# Preamble

In [None]:
CODE_PATH = r'C:/Git/HonoursProject/ipw-clusterer/ipw_clusterer/'
DATA_PATH = r'C:/Git/HonoursProject/ipw-clusterer/data/'

EDA = True #Show Exploratory Data Analyis
SHOW_MODEL_PLOTS = True #Show model plots

In [None]:
# add source python files to project
import sys
sys.path.insert(0, CODE_PATH) 
import ipw

In [None]:
#import io
import logging
import numpy as np
import pandas as pd
#import re
#import math

In [None]:
logging.basicConfig(filename = 'log.txt', level = logging.DEBUG, format='%(asctime)s %(levelname)s %(message)s')

# Load the data

In [None]:
df = ipw.parse.read(DATA_PATH)

## Nr of records

In [None]:
if EDA:
    print(f'Total records: {len(df)}')
    print('Records per status:')
    print(df['status'].value_counts(dropna = False))

In [None]:
# Select closed records
df = df[df['status'] == 'closed']
df.drop('status', axis = 1, inplace = True)

## Clean the text fields

In [None]:
df = ipw.parse.clean(df)

# Exploratory Data Analytics

In [None]:
import matplotlib.pyplot as plt

## Summary statistics

In [None]:
if EDA:  
    df_stats = df.apply(lambda x: x.fillna('').str.split().apply(len))   
    summary_stats = df_stats.describe()  
    for col in df_stats.columns:  
        summary_stats.loc['empty', col] = df_stats[col].value_counts(sort = False).get(0, 0)  
        summary_stats.loc['not_empty', col] = summary_stats.loc['count', col] - summary_stats.loc['empty', col]  
    # Sort the columns by the 'not_empty' row in descending order  
    df_stats = df_stats[summary_stats.loc['not_empty'].sort_values(ascending=False).index]  
    display(summary_stats)  
              
    # Create a box and whisker plot  
    plt.boxplot(df_stats,  
               flierprops={'marker': '.'},  
               notch = True)  
    plt.xticks(rotation=45)  
    plt.xticks(range(1, len(df_stats.columns) + 1), df_stats.columns)  
    plt.show()  


## Unique words and occurances

In [None]:
# All columns
if EDA:
    words_dict = {}

    for column in df:
        for index, row in df.iterrows():
                words_dict = ipw.text.add_word_count_to_dict(row[column], words_dict)

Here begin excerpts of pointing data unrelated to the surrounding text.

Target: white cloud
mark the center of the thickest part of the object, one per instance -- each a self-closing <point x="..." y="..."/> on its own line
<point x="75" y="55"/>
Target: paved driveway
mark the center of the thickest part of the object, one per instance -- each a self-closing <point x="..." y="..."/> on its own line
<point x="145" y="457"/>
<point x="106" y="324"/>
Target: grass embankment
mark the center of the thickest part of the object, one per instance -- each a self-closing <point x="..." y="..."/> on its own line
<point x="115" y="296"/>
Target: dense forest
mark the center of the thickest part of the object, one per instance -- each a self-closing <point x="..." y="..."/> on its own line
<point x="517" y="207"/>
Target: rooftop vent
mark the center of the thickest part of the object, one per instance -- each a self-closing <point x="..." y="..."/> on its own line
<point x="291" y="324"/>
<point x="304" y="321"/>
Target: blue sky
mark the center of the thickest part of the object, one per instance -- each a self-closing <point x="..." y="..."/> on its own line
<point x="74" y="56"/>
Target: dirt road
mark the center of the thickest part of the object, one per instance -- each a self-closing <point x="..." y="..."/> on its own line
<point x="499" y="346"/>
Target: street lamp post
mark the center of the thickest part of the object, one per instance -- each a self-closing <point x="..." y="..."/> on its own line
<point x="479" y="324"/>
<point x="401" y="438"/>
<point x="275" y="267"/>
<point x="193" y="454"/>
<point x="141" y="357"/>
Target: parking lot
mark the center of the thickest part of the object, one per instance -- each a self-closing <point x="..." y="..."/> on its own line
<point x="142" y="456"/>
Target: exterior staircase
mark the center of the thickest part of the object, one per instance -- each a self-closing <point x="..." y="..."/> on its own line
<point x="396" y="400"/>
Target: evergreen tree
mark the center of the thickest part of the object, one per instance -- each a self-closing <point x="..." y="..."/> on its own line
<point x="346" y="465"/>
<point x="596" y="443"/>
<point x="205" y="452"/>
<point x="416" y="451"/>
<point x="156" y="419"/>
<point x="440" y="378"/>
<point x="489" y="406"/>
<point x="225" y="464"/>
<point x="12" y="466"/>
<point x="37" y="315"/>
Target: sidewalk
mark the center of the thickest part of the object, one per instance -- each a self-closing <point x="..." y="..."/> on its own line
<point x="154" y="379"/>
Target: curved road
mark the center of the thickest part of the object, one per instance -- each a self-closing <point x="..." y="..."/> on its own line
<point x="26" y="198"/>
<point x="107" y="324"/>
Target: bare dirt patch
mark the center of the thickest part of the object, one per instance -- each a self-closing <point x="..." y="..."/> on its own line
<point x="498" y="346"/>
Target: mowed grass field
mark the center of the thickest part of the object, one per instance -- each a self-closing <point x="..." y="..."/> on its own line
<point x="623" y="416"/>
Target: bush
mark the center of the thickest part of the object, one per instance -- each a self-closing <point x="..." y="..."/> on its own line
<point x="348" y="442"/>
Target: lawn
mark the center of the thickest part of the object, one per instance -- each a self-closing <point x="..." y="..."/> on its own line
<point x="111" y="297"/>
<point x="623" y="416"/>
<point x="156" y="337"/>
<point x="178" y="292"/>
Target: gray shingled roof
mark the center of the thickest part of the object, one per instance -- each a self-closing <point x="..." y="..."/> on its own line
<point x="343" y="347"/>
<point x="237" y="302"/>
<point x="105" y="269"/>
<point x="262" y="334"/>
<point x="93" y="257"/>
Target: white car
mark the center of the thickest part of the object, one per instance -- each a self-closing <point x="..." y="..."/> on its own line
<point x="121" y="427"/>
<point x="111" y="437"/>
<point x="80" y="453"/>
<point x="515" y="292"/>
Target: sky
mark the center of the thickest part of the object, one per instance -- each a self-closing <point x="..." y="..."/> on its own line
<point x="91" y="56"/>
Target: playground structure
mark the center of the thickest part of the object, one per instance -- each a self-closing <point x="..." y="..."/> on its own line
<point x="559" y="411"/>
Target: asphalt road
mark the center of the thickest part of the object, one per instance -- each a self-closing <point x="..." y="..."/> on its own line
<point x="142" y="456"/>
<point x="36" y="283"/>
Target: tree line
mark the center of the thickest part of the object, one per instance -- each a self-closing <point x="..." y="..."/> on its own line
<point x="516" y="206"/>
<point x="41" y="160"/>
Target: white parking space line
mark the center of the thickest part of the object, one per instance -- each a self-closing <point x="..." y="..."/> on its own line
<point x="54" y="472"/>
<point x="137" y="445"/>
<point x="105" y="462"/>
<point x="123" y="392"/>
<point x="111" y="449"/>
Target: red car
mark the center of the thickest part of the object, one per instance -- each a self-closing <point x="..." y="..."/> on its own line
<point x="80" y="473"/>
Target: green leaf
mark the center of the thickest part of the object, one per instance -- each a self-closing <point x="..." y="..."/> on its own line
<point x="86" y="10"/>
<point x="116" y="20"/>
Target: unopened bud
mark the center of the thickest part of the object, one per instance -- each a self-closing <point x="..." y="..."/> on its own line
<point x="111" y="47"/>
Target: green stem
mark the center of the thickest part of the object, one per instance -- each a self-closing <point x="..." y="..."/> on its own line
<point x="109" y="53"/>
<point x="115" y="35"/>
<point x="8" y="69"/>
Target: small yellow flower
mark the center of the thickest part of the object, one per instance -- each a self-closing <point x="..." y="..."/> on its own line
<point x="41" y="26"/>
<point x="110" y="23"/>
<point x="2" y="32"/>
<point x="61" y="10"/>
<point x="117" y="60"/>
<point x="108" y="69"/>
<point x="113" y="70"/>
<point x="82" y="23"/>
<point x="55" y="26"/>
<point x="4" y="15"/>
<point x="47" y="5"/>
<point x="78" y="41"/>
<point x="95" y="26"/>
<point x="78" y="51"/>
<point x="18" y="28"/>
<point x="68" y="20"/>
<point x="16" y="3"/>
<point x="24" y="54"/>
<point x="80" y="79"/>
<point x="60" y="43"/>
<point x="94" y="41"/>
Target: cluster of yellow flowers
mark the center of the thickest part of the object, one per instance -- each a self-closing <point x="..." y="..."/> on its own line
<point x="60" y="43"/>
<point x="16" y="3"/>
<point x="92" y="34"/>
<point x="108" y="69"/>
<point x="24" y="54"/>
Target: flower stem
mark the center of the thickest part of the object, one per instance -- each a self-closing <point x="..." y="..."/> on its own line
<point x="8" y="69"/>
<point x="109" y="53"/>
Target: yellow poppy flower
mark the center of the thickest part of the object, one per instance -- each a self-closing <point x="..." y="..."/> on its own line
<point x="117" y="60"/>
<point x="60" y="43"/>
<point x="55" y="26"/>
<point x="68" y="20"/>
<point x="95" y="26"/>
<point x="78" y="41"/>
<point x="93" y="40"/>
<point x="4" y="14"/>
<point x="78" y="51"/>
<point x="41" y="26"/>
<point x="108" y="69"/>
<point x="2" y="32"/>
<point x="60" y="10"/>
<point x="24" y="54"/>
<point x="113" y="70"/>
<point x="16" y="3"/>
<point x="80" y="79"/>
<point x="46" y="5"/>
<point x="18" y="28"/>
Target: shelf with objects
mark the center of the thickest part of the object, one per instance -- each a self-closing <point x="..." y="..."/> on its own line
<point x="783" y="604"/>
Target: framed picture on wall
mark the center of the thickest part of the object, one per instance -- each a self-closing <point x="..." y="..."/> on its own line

    total_words = sum(words_dict.values())
    print(f'Total words: {total_words}')
    print(f'Unique words: {len(words_dict)}')
    print(f'Average occurance: {total_words / len(words_dict):.2f}')
    
    ipw.plots.wordcloud(words_dict).show()
    ipw.plots.histogram_wordfreq(words_dict).show()

In [None]:
# Description column
if EDA:
    words_dict = {}

    for index, row in df.iterrows():
        words_dict = ipw.text.add_word_count_to_dict(row['description'], words_dict)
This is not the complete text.